Antes de cederle la palabra al ministro de energía, Arreaza se permitió aclarar que lo del respeto mutuo con Capriles era relativo, porque según Arreaza Capriles se había extralimitado al dudar públicamente de la versión oficial sobre la muerte de Chávez. “Tu te metiste con mi familia,” le recriminó. Después siguieron un par de intercambios y al final Maduro volvió a tomar la palabra un par de minutos para agradecer a los participantes y cerrar el encuentro.
Hay quienes dicen que fue puro show, una mera concesión de Maduro a Unasur por el apoyo recibido. Que ninguna negociación seria se lleva adelante en vivo por televisión. Pero la crisis venezolana es más que nada política, un país dividido sumido en una espiral de violencia, con una tasa de criminalidad récord y la proliferación de grupos armados informales amparados por gobierno y oposición, dentro de una crisis económica fogoneada por un enfrentamiento entre el gobierno y sectores empresarios, en medio de una movilización masiva de sectores estudiantiles antichavistas.
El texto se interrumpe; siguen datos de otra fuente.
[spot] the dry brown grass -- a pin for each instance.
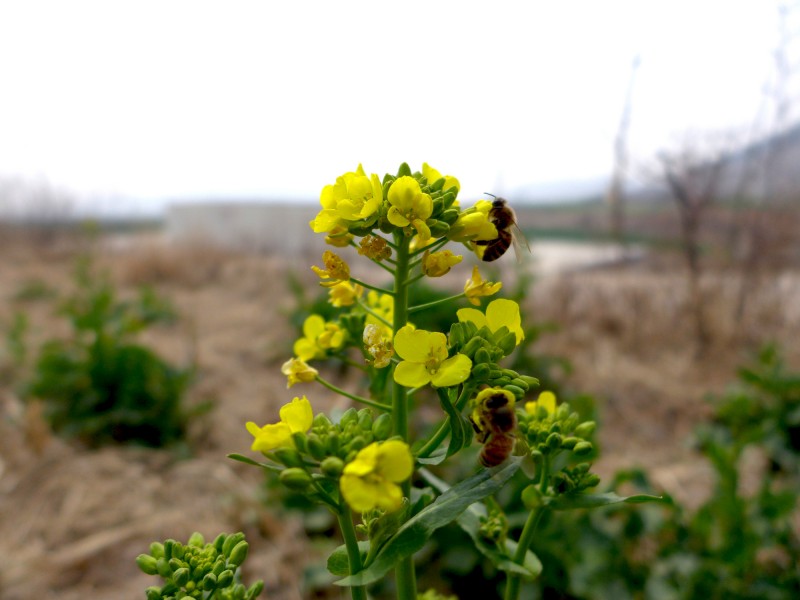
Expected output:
(72, 520)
Encima de eso, un presidente que no puede moverse mucho del programa chavista porque su legitimidad emana de haber sido nombrado por Chávez como su sucesor. Tanto es así que durante la agonía del caudillo ocupó la presidencia que según la constitución bolivariana le correspondía a Cabello, y después por haberla ocupado no debería haber podido ser candidato, pero el Tribunal Supremo de la mayoría automática chavista se lo permitió. Todo eso se agravó cuando, después de la muerte de Chávez, Maduro permitió una devaluación salvaje y casi pierde la elección, dilapidando treinta puntos de ventaja en cuatro semanas. Ese es el problema: Chávez podría dejar de ser Chávez y dar un golpe de timón para salir de la crisis, y hasta formar un gobierno de coalición, tal como sugirió esta semana el ex presidente brasilero Lula. Pero Maduro no puede porque está atado al símbolo del cual emana toda su legitimidad. No puede ser otra cosa que el heredero del comandante, el encargado de profundizar la revolución.
La Unasur y el Vaticano también ponen en juego valioso capital político.
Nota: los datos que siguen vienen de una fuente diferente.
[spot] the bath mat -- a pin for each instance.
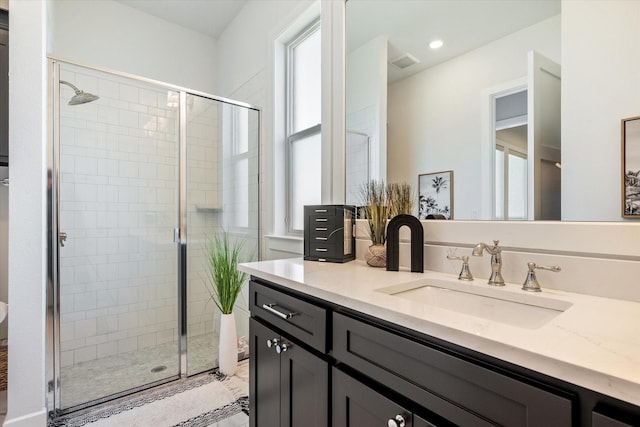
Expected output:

Capriles tampoco tiene tanto margen. Si se desentiende de los reclamos de los estudiantes y el ala radical de la MUD arriesga partir a una oposición que tanto costó alglutinar y organizar. Si no consigue resultados concretos podría quedar como un idiota útil del gobierno. Su única garantía es que Maduro tampoco puede soportar un fracaso.